Figure 2. Delays for an example of a 2 km radius. Delhi, India.

Also, the performance of cellular networks varies over time. Figure 3 shows the median delay by day of the week. We also observed a difference on a smaller scale — within one day and one hour.

Figure 3. Tail delays can vary significantly on different days, but with the same operator.

All of the above leads to the fact that TCP performance is inefficient in wireless networks. However, before looking for alternatives to TCP, we wanted to develop an accurate understanding of the following points:

Is TCP the main culprit in tailing delays in our applications?
Do modern networks have significant and diverse round-trip delays (RTT)?
What is the effect of RTT and TCP performance loss?

TCP performance analysis

To understand how we analyzed TCP performance, let's briefly recall how TCP transfers data from a sender to a receiver. First, the sender establishes a TCP connection by performing a three-way handshake : the sender sends a SYN packet, waits for a SYN-ACK packet from the recipient, then sends an ACK packet. Additional second and third passes go into creating a TCP connection. The recipient acknowledges receipt of each packet (ACK) to ensure reliable delivery.

If a packet or ACK is lost, the sender retransmit after a timeout (RTO, retransmission timeout ). The RTO is calculated dynamically based on various factors, for example, on the expected RTT delay between the sender and the receiver.

Figure 4. TCP / TLS packet exchange includes a retransmit mechanism.

To determine how TCP worked in our applications, we monitored TCP packets with tcpdump for a week on combat traffic coming from Indian border servers.

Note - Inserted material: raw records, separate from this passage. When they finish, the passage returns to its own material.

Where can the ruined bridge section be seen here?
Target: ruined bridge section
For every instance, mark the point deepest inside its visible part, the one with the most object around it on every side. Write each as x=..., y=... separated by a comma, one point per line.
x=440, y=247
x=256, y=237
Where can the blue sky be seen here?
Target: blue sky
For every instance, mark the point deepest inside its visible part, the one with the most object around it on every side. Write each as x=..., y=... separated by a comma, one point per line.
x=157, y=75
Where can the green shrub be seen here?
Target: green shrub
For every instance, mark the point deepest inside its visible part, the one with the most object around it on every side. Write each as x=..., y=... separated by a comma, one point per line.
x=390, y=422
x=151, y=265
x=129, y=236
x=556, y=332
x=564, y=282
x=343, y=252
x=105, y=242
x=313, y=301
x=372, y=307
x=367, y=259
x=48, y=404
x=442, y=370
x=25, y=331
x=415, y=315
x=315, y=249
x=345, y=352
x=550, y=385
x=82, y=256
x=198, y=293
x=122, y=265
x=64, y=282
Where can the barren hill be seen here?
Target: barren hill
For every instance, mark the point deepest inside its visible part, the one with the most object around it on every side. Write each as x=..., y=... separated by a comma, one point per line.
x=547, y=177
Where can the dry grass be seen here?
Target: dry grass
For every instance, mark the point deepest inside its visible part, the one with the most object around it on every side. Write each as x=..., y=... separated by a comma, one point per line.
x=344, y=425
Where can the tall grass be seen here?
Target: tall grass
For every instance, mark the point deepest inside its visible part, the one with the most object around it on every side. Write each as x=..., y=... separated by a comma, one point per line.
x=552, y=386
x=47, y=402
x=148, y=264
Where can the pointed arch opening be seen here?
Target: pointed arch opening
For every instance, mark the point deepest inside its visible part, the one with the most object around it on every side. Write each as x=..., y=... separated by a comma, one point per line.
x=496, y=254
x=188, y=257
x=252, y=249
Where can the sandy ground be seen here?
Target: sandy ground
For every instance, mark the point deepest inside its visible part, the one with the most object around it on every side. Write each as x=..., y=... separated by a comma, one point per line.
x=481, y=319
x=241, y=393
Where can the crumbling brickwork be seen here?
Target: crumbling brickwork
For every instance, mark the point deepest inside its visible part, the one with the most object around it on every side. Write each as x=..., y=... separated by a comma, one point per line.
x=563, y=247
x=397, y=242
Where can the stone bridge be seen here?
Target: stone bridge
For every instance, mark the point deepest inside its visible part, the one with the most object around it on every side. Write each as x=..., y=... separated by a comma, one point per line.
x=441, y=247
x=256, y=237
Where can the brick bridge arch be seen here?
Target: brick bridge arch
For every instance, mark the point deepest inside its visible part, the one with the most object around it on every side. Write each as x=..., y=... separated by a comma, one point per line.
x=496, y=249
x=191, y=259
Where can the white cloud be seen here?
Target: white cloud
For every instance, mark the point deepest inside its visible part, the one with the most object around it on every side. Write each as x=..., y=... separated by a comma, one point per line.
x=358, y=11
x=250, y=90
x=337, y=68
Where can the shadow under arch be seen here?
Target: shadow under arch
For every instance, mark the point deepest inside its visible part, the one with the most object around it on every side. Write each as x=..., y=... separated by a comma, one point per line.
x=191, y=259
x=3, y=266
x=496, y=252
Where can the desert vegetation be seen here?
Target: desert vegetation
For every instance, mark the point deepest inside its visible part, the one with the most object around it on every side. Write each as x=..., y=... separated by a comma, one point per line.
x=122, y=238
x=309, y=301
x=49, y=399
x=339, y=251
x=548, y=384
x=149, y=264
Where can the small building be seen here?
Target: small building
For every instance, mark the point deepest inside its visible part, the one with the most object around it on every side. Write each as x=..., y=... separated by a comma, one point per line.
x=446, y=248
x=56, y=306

Then we analyzed the TCP connections using tcptrace . In addition, we created an Android application that sends emulated traffic to a test server, imitating the real traffic as much as possible. Smartphones with this application were handed out to several employees who collected logs for several days.

The results of both experiments were consistent with each other. We saw high RTT delays; tail values were almost 6 times higher than the median value; arithmetic mean value of delays - more than 1 second. Many connections were lossy, causing TCP to retransmit 3.5% of all packets. In areas with congestion, such as airports and train stations, we observed a 7% loss. Such results cast doubt on the conventional wisdom that advanced retransmission schemes used in cellular networks significantly reduce transport loss. Below are the test results from the “simulator” application:

Network metrics	Values
RTT, milliseconds [50%, 75%, 95%, 99%]	[350, 425, 725, 2300]
RTT discrepancy, seconds	~ 1.2 s average
Packet loss in unstable connections	On average ~ 3.5% (7% in areas with congestion)

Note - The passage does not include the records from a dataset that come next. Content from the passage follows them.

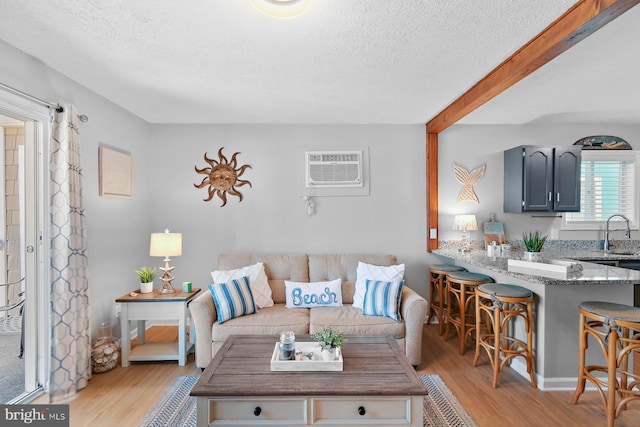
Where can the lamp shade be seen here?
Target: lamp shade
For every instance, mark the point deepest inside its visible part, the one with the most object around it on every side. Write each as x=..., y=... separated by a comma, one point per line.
x=165, y=244
x=465, y=222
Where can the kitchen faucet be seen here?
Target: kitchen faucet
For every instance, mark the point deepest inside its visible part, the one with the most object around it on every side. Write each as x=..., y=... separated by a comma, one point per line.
x=627, y=232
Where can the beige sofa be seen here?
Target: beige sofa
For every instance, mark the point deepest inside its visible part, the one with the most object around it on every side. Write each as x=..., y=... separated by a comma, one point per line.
x=210, y=335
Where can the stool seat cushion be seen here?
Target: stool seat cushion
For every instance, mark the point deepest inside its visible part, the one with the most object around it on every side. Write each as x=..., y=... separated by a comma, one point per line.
x=504, y=290
x=612, y=310
x=468, y=276
x=446, y=267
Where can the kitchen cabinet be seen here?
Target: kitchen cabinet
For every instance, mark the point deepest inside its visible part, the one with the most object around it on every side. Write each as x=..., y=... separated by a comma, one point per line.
x=542, y=179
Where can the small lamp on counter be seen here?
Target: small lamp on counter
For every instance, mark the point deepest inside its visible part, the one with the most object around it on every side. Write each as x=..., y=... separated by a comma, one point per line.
x=166, y=245
x=465, y=223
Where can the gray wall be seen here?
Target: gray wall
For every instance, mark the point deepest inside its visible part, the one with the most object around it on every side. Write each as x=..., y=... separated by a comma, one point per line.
x=475, y=145
x=272, y=216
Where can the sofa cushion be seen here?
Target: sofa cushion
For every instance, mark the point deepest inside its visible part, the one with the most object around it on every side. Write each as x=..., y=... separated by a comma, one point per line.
x=267, y=321
x=383, y=299
x=257, y=280
x=350, y=320
x=233, y=299
x=367, y=271
x=315, y=294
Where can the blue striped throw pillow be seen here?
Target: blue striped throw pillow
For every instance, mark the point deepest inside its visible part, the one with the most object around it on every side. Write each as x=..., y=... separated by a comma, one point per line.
x=233, y=298
x=383, y=299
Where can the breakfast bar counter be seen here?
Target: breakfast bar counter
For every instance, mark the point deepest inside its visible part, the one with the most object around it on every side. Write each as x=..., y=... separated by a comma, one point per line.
x=556, y=309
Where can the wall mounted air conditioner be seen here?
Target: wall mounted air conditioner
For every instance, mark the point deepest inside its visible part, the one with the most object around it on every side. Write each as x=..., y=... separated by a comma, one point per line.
x=333, y=169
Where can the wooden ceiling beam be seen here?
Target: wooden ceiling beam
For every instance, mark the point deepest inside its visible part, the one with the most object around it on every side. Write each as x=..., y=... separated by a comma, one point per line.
x=583, y=19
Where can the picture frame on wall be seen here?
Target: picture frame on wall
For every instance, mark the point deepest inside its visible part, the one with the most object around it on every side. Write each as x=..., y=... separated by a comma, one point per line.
x=116, y=172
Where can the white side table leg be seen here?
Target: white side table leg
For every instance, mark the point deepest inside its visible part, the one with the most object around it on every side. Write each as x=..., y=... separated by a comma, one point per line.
x=124, y=335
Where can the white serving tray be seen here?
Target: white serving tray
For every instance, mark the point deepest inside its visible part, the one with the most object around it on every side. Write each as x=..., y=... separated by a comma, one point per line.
x=549, y=267
x=308, y=358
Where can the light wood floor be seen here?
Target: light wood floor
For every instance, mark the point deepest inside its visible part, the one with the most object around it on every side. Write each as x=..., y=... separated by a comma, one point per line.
x=122, y=396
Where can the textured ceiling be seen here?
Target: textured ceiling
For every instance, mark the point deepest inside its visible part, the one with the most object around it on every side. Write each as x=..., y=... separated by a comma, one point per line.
x=596, y=81
x=213, y=61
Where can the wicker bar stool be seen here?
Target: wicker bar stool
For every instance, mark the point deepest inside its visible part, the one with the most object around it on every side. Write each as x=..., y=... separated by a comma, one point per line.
x=438, y=292
x=461, y=312
x=501, y=305
x=616, y=328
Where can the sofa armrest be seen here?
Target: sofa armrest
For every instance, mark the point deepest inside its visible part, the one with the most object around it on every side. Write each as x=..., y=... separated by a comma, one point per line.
x=414, y=311
x=203, y=315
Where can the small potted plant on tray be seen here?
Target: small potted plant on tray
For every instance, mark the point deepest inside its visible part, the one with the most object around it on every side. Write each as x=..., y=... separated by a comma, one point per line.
x=146, y=276
x=533, y=243
x=329, y=341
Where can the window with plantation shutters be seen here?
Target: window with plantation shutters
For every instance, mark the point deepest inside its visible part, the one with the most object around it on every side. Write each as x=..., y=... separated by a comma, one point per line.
x=608, y=182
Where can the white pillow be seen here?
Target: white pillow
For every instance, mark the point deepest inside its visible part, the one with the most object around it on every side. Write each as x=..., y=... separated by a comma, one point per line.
x=257, y=279
x=392, y=273
x=314, y=294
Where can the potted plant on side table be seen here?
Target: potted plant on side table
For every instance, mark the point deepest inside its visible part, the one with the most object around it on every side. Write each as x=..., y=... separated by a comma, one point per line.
x=533, y=242
x=146, y=276
x=330, y=341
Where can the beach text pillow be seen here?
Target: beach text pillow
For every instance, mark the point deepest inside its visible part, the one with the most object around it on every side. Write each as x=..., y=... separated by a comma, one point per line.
x=314, y=294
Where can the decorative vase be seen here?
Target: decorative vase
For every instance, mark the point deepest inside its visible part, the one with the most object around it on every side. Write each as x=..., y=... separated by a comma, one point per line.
x=532, y=256
x=146, y=288
x=329, y=354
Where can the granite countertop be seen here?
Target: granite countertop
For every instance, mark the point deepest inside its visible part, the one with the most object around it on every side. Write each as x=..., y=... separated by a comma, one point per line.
x=590, y=273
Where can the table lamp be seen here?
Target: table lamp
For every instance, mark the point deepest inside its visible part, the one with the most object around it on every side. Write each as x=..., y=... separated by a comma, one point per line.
x=465, y=223
x=166, y=245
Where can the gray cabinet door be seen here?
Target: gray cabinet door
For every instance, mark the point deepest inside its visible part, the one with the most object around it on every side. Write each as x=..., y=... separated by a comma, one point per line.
x=542, y=179
x=566, y=179
x=538, y=178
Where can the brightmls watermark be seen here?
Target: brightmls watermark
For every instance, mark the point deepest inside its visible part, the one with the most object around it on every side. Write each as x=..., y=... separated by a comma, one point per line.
x=34, y=415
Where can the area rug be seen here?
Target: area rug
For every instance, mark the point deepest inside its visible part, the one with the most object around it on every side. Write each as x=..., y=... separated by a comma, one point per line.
x=176, y=408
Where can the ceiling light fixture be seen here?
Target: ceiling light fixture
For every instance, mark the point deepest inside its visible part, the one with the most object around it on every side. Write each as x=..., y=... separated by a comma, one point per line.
x=281, y=8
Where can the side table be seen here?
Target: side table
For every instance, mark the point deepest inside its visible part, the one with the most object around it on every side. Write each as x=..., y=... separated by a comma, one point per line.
x=156, y=306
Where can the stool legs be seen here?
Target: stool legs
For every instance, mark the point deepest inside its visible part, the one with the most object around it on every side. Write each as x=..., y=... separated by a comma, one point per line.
x=616, y=347
x=437, y=299
x=494, y=337
x=461, y=298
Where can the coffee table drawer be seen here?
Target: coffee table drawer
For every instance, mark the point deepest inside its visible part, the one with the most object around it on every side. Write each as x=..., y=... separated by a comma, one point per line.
x=253, y=411
x=365, y=410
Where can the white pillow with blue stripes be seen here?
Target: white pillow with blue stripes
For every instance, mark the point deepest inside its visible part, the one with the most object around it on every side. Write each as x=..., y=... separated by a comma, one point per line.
x=233, y=298
x=383, y=299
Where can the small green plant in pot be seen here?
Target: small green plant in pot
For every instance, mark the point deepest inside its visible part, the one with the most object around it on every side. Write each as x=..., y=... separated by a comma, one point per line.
x=533, y=242
x=329, y=340
x=146, y=276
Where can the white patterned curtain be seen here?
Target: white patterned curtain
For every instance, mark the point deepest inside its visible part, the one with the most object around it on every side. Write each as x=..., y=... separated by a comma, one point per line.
x=70, y=320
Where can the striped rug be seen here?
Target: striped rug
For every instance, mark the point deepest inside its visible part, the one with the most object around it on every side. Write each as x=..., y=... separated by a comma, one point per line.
x=176, y=408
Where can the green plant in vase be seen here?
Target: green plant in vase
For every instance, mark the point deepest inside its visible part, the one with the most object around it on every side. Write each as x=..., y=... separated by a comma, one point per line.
x=329, y=341
x=533, y=242
x=146, y=276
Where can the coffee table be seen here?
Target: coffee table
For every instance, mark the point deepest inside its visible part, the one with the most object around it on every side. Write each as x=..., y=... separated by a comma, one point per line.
x=377, y=386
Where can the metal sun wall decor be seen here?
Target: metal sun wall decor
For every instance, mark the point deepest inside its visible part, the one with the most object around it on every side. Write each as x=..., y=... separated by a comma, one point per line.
x=222, y=177
x=468, y=179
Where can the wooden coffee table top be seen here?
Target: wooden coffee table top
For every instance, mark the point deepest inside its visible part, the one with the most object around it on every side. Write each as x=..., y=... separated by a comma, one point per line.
x=373, y=366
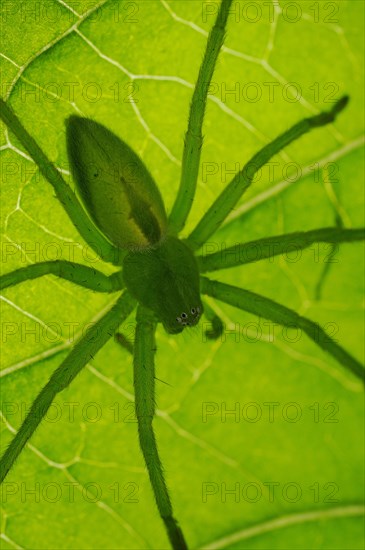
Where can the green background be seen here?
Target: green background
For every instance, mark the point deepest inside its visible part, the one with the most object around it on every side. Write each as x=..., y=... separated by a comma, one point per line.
x=91, y=488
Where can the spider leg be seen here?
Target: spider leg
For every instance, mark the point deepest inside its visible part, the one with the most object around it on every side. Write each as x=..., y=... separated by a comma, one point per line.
x=194, y=137
x=82, y=352
x=261, y=249
x=79, y=274
x=124, y=342
x=67, y=198
x=268, y=309
x=229, y=197
x=144, y=386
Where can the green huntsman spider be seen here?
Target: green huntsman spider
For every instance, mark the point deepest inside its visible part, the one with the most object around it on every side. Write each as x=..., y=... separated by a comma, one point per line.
x=124, y=219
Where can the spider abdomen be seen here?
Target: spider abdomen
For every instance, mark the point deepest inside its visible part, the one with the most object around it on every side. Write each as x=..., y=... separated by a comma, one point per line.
x=117, y=190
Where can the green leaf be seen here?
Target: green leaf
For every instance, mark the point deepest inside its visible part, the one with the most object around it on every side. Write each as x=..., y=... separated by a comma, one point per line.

Almost half of these connections had at least one packet loss, most of which were SYN and SYN-ACK packets. Most TCP implementations use an RTO value of 1 second for SYN packets, which increases exponentially for subsequent losses. Application loading time may increase due to the fact that TCP will require more time to establish connections.

In the case of data packets, high RTOs greatly reduce useful network utilization in the presence of temporary losses in wireless networks. We found that the average retransmit time is about 1 second with a tail delay of almost 30 seconds. Such high delays at the TCP level caused HTTPS timeouts and retries, which further increased latency and network inefficiency.

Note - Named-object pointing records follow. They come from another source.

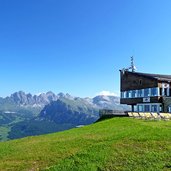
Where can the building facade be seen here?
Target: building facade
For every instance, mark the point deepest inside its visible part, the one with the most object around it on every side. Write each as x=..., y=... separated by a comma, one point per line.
x=145, y=92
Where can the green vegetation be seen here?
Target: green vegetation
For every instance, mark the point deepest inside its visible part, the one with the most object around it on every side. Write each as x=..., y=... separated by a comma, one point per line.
x=114, y=144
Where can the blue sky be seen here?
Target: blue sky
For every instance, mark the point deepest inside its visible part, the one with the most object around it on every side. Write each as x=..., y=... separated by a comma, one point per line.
x=78, y=46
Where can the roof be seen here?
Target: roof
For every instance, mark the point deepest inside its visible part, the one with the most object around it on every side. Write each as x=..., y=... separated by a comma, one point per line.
x=154, y=76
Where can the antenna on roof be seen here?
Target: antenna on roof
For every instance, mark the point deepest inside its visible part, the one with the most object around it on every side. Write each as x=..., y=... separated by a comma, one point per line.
x=133, y=68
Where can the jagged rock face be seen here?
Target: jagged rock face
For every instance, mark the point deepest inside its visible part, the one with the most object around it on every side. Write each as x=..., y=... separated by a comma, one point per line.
x=21, y=98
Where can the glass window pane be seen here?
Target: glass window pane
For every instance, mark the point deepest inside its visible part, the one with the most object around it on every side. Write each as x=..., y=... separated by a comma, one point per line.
x=154, y=92
x=146, y=92
x=146, y=108
x=140, y=108
x=140, y=93
x=133, y=93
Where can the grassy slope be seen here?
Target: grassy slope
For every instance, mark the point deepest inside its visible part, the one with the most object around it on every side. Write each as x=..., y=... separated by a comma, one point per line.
x=115, y=144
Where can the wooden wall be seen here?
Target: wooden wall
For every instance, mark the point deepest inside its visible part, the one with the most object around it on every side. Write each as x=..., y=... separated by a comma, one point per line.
x=132, y=81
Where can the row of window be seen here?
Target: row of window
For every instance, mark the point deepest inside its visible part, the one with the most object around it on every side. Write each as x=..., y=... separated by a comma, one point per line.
x=148, y=108
x=148, y=92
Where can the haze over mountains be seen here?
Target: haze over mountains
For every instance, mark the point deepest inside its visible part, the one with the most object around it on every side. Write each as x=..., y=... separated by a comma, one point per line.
x=24, y=114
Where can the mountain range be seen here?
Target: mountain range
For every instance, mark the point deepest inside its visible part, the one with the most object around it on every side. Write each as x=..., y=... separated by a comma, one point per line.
x=24, y=114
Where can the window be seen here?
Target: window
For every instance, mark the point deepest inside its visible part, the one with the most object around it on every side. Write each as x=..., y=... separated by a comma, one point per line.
x=135, y=108
x=140, y=108
x=133, y=93
x=127, y=94
x=169, y=109
x=140, y=81
x=140, y=93
x=154, y=92
x=130, y=94
x=146, y=108
x=146, y=92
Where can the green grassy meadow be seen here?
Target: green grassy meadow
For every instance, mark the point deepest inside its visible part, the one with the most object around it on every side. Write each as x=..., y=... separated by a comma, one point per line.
x=115, y=144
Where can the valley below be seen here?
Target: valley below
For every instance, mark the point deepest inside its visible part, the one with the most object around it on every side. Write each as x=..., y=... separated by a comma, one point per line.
x=23, y=115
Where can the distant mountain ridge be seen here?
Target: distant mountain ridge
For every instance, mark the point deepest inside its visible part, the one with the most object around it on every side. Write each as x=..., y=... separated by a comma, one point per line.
x=23, y=114
x=22, y=99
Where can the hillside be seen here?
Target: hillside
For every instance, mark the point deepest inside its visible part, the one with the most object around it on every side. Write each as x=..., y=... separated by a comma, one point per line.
x=115, y=144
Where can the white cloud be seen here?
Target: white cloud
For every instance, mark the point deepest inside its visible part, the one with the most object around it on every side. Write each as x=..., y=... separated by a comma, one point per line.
x=107, y=93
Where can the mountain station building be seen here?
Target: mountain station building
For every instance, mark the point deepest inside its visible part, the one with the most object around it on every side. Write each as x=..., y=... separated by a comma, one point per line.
x=145, y=92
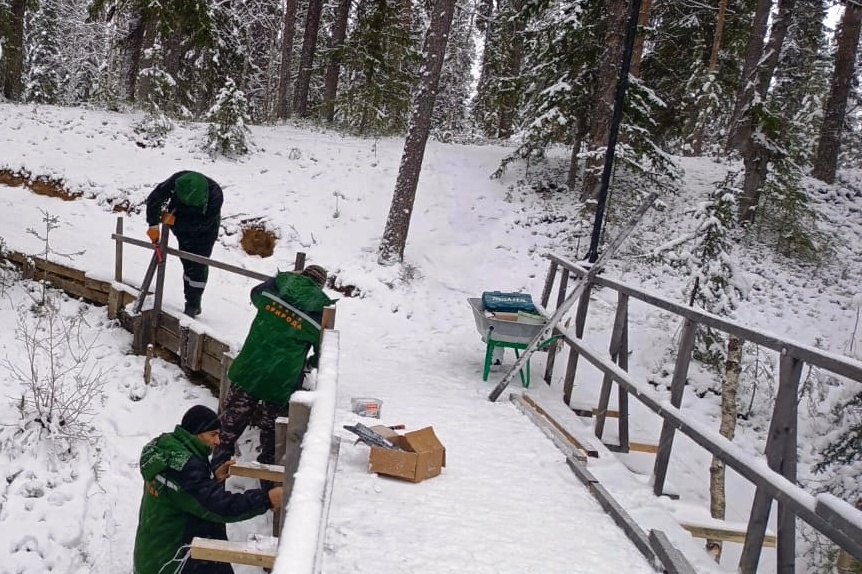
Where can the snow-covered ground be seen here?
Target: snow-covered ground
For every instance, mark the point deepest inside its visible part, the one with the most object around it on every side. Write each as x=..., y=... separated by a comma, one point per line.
x=506, y=501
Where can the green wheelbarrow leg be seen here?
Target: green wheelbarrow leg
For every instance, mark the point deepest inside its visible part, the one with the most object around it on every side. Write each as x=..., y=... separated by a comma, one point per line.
x=525, y=381
x=489, y=354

While the 75th percentile of the measured RTT was around 425 ms, the 75th percentile for TCP was almost 3 seconds. This hints that the loss forced TCP to make 7-10 passes in order to successfully transmit data. This may be due to an ineffective RTO calculation, the inability of TCP to respond quickly to the loss of the last packets in the window, and the inefficiency of the congestion control algorithm, which does not distinguish between wireless losses and losses due to network congestion. Below are the TCP loss test results:

TCP packet loss statistics	Value
Percentage of connections with at least 1 packet loss	45%
The percentage of connections with loss during connection establishment	thirty%
The percentage of connections with loss during data exchange	76%
Retransmission Delay Distribution, Seconds [50%, 75%, 95%, 99%]	[1, 2.8, 15, 28]
Distribution of retransmissions for one packet or TCP segment	[1,3,6,7]

QUIC application

Originally designed by Google, QUIC is a multi-threaded, modern transport protocol that runs on top of UDP. At the moment, QUIC is in the process of standardization (we already wrote that there are, as it were, two versions of QUIC, the curious can follow the link - approx. Translator). As shown in Figure 5, QUIC is hosted under HTTP / 3 (actually, HTTP / 2 on top of QUIC - this is HTTP / 3, which is now heavily standardized). It partially replaces the HTTPS and TCP layers, using UDP to form packets. QUIC only supports secure data transfer, since TLS is fully integrated into QUIC.

Figure 5: QUIC works under HTTP / 3, replacing TLS, which used to work under HTTP / 2.

Below we list the reasons that convinced us to use QUIC to strengthen TCP:

0-RTT connection setup. QUIC allows the reuse of authorizations from previous connections, reducing the number of security handshakes. In the future, TLS1.3 will support 0-RTT, but a three-way TCP handshake will still be required.
Overcoming HoL blocking. HTTP / 2 uses one TCP connection for each client to improve performance, but this can lead to a HoL (head-of-line) block. QUIC simplifies multiplexing and delivers requests to the application independently of each other.
congestion management. QUIC is at the application level, making it easier to update the main transport algorithm, which controls sending, based on network parameters (amount of loss or RTT). Most TCP implementations use the CUBIC algorithm, which is not optimal for delay sensitive traffic. Recently developed algorithms like BBR more accurately model the network and optimize latency. QUIC allows you to use BBR and update this algorithm as it improves .
make up for losses. QUIC calls up two TLPs ( tail loss probe ) before the RTO works - even when the losses are very noticeable. This is different from TCP implementations. TLP retransmits mainly the last packet (or new, if any) to trigger quick replenishment. Tail delay processing is especially useful for how Uber works with the network, namely for short, episodic and delay-sensitive data transmissions.
optimized ACK. Since each packet has a unique serial number, there is no problem of distinguishing between packets when they are relayed. ACK packets also contain time to process the packet and generate client-side ACKs. These features ensure that QUIC calculates RTT more accurately. The QUIC ACK supports up to 256 NACK ranges, helping the sender to be more resilient to packet swapping and use fewer bytes in the process. Selective ACK ( SACK ) in TCP does not solve this problem in all cases.
connection migration. QUIC connections are identified by a 64-bit ID, so if the client changes IP addresses, you can continue to use the ID of the old connection on the new IP address, without interruption. This is a very common practice for mobile applications when a user switches between Wi-Fi and cellular connections.

Alternatives to QUIC

We looked at alternative approaches to solving the problem before choosing QUIC.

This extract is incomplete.